Yes, I've had that tool for a while (you gave it to me 1-3 year ago on IRC iirc) and was wondering about the licensing.
For now, I've just stolen one function and the comment: https://github.com/JayFoxRox/dump-xbox- … r/ss.c#L15
From what I can recall from our research, Xbox360 has 23 security sector ranges, but Xbox1 only has 16. This was also evident from the error log that dvd2xbox created when creating dumps on the actual console, and the Xbox SDK also contained a tool for creating Xbox Game Discs, where you had to position the game data between 16 (8 for each layer) security placeholder ranges.
I haven't looked into it for a week now, but I believe the SS table suggested that 16 out of the random 23 entries are used. Not always the first 16. I'm not sure if the sector ranges from SS bin map directly to entries in the challenge table (also 23 entries) either.
Note how matching pairs have an index > 15: https://multimedia.cx/eggs/xbox-sphinx-protocol/
As for the lack of information: We now merely list the CRC32 of the SS to identify between different sectors that are known for each game. We could also add new fields for any data from the SS that might be crucial ...
The problem is not the SS.bin, but the fact that the SS contains "pointers" into the data sectors. Some of those sectors *might* contain security information which is currently not dumped.
Presumably this information is hashed by the drive and replied in request to security challenges.
As the redump strategy suggests to skip these security sectors, the security related information is missing from redump dumps. (Causing a bad track CRC [!] (or missing a file where these sectors would be stored instead)). The SS.bin on the other hand is probably fine.
In fact, the SS.bin is more than an original stock Xbox drive would return. The Xbox drives only return 1632 bytes for the SS.bin, which does not include the security sector ranges (which are probably handled by the drive firmware) but only the encrypted challenge response table.
Also see: http://xboxdevwiki.net/Xbox_Game_Disc#S … 8SS.bin.29
but seeing as to how it's possible to extract files from personal backups, transfer them to the console and play
These backups don't play on original, unmodified, stock drives. They only work, because the drive firmware was modified to take the security responses from the SS.bin.
I currently believe this is happening on a real Xbox:
1. The Drive loads the disc and on rquest sends the SS[.bin] to the CPU. The SS contains an encrypted table with challenges (32 bit integers) and responses (presumably pre-generated hashes for each sector range).
2. The CPU decrypts the challenge table and picks a challenge, which it sends to the drive to the drive
3. The Drive will find the challenge related data sector (= security sector) on the disc and hashes it or somehow generates data from it (*)

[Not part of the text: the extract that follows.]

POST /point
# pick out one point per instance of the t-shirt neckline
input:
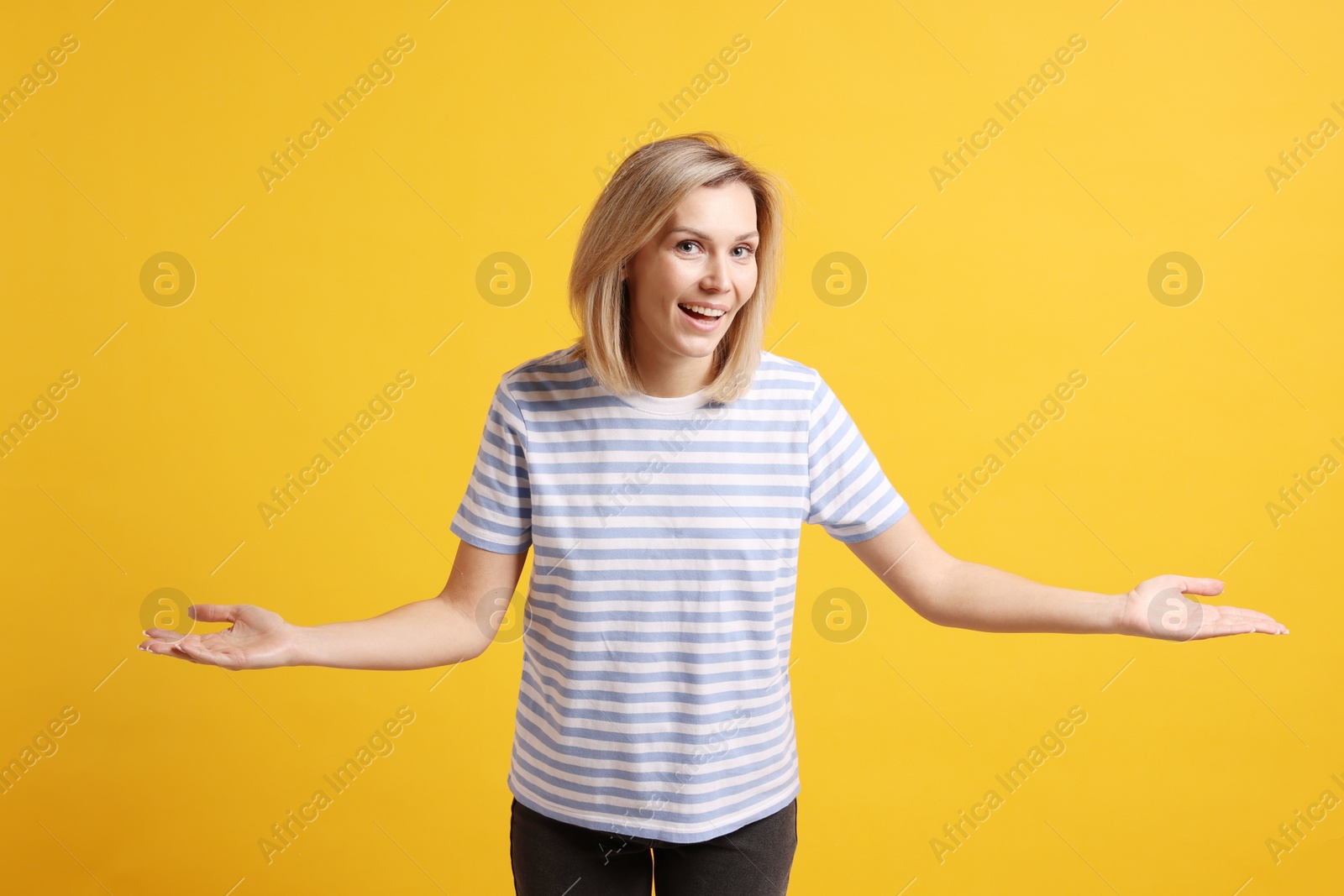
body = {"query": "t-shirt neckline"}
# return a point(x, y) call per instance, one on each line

4. The Drive will now send that hash to the CPU
5. The CPU looks in the challenge response table if the challenge was correct and accepts or rejects the DVD
(*) This is impossible with redump dumps, as the data is filled with zero, when it should be a raw sector dump probably.

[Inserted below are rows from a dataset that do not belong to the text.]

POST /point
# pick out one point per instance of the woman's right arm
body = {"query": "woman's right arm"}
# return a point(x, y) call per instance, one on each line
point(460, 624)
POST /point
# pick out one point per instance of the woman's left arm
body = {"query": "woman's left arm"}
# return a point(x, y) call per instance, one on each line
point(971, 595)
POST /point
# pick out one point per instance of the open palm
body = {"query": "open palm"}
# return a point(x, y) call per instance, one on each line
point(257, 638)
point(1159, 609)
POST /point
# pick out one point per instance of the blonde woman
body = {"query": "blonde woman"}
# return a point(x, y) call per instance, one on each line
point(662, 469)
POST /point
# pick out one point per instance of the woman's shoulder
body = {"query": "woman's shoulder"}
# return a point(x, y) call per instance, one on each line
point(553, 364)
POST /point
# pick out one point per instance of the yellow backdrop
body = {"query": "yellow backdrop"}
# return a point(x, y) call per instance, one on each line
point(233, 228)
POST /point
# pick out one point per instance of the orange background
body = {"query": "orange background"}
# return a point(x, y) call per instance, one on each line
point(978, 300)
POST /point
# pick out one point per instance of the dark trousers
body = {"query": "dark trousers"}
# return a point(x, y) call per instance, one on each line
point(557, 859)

For a modded drive the same procedure generally applies, BUT: Instead of point 3. it will just decrypt the SS challenge/response table itself (which a stock drive never does). When the CPU asks for a challenge, the modded drive will just send the expected response, which is exactly the same what the CPU does (so the check will succeed, but it was never really done either).
Note that most of this is speculation, and will need a lot more further research (by disassembling an Xbox DVD drive firmware and raw dumping some games for testing).
I guess that emulators will also be able to play games without having to rely on the PFI/DMI/SS (correct me if I'm wrong).
We currently have 3 (maybe 4?) options to solve this issue in emulators:
- Patch the emulated Xbox kernel (this is tricky as it involves messing with the state of the software running in the emulator = hacky approach)
- Emulate a modded drive firmware (this is my current approach, but it feels "wrong")
- Research and emulate a proper drive which does the response calculation itself, possibly even emulating the DVD drive firmware instead of rewriting a custom one (currently our own code handles SCSI emulation).
- (A fourth option might be to emulate a modded drive which always tells the CPU "this disc is already authenticated!"; however, this would depend on how the Xbox kernel works exactly and feels even more hacky)
I'd consider the modded drives like a crack, so saying "it works on a real 360 [with modded drive]" is like saying: "this PC game disc dump works if you install a crack".
As redumps stated goal is to create "blueprints" of discs, it should also include the security features.